PostgreSQL streaming replication lag is growing steadily — 127s at first alert, 312s ten minutes later.
The replica's WAL receiver process is running but cannot keep up with the primary's WAL generation.
Write load on the primary is normal (2,400 TPS, consistent with past week).
Read queries routed to the replica are returning stale data (312+ seconds old).
pg_stat_replication on the primary shows the replica is connected and receiving WAL, but replay is slow.
Both primary and replica pods are Running and passing health checks.
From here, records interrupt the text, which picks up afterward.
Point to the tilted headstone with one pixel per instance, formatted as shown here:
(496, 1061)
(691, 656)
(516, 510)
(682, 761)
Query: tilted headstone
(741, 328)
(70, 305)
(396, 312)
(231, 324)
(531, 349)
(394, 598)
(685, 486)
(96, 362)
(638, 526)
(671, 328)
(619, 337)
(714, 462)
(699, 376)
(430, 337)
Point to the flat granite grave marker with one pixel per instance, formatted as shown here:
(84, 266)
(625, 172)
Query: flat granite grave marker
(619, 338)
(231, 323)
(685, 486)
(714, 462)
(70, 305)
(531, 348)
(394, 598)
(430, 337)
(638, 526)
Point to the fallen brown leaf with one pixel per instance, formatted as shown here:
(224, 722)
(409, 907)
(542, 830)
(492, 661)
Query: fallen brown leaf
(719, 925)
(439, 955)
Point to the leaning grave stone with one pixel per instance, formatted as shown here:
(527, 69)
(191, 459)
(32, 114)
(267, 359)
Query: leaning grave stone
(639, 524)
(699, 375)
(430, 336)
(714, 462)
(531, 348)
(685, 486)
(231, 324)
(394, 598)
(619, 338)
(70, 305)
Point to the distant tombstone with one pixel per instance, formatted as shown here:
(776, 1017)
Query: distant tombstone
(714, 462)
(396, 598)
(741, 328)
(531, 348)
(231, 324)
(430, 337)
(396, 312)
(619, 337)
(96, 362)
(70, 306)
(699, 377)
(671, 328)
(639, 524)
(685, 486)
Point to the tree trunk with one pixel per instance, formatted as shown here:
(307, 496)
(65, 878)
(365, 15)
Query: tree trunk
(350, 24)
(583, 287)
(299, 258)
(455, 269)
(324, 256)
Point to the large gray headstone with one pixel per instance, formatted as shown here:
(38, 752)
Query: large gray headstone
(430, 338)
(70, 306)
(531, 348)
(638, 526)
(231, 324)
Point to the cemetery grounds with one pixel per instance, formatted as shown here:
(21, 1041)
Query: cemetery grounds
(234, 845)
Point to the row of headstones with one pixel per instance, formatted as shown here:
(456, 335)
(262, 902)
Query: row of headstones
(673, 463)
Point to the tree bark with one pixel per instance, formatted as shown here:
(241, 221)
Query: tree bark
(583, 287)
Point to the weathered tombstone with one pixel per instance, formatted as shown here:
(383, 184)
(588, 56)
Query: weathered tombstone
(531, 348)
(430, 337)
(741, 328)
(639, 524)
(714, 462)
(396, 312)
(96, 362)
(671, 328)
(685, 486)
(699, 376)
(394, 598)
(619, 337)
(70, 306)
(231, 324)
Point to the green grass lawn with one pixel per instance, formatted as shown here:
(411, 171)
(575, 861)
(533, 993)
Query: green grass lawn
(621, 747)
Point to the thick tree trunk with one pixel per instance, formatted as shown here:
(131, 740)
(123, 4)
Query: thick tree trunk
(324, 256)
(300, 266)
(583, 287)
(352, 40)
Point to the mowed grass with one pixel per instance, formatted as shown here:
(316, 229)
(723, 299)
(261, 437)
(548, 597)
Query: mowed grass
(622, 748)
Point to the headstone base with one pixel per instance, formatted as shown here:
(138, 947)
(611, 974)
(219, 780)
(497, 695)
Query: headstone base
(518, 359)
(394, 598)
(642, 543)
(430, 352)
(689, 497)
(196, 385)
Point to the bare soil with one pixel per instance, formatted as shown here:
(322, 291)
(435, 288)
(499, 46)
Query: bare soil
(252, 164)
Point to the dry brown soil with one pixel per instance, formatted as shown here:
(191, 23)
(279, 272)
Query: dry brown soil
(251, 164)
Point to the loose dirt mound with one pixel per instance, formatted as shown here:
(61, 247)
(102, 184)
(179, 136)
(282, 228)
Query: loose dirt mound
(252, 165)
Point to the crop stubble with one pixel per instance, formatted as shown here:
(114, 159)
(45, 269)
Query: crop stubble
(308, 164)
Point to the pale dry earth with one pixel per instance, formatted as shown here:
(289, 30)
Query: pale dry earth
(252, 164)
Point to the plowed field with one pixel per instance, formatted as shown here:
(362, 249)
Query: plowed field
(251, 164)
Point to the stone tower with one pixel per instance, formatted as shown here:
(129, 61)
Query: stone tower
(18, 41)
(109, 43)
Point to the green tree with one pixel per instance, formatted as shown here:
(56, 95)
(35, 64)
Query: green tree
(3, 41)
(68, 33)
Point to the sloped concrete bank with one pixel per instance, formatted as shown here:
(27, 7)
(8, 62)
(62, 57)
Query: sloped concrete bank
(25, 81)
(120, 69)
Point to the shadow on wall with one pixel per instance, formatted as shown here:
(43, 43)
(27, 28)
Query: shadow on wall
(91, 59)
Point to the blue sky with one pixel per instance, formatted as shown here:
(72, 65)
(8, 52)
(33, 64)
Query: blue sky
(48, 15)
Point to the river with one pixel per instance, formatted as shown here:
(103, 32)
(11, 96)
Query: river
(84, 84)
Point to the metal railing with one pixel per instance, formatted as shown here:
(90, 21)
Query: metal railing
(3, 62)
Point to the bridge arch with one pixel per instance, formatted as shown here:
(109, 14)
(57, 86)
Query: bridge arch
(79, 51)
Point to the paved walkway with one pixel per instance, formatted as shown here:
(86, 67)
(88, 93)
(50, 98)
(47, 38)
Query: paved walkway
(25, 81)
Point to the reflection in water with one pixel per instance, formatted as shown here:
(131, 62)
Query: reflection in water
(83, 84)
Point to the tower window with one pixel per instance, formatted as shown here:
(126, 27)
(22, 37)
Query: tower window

No database schema changes, parameter changes, or deployments in the past 48 hours.

The Misleading Signal¶

Growing replication lag with a healthy primary looks like a database performance issue on the replica — maybe a long-running query holding locks, a vacuum blocking replay, or insufficient replica resources. Engineers start investigating PostgreSQL internals: pg_stat_activity, pg_locks, recovery parameters, and WAL replay configuration. The database-level investigation finds no obvious blockers.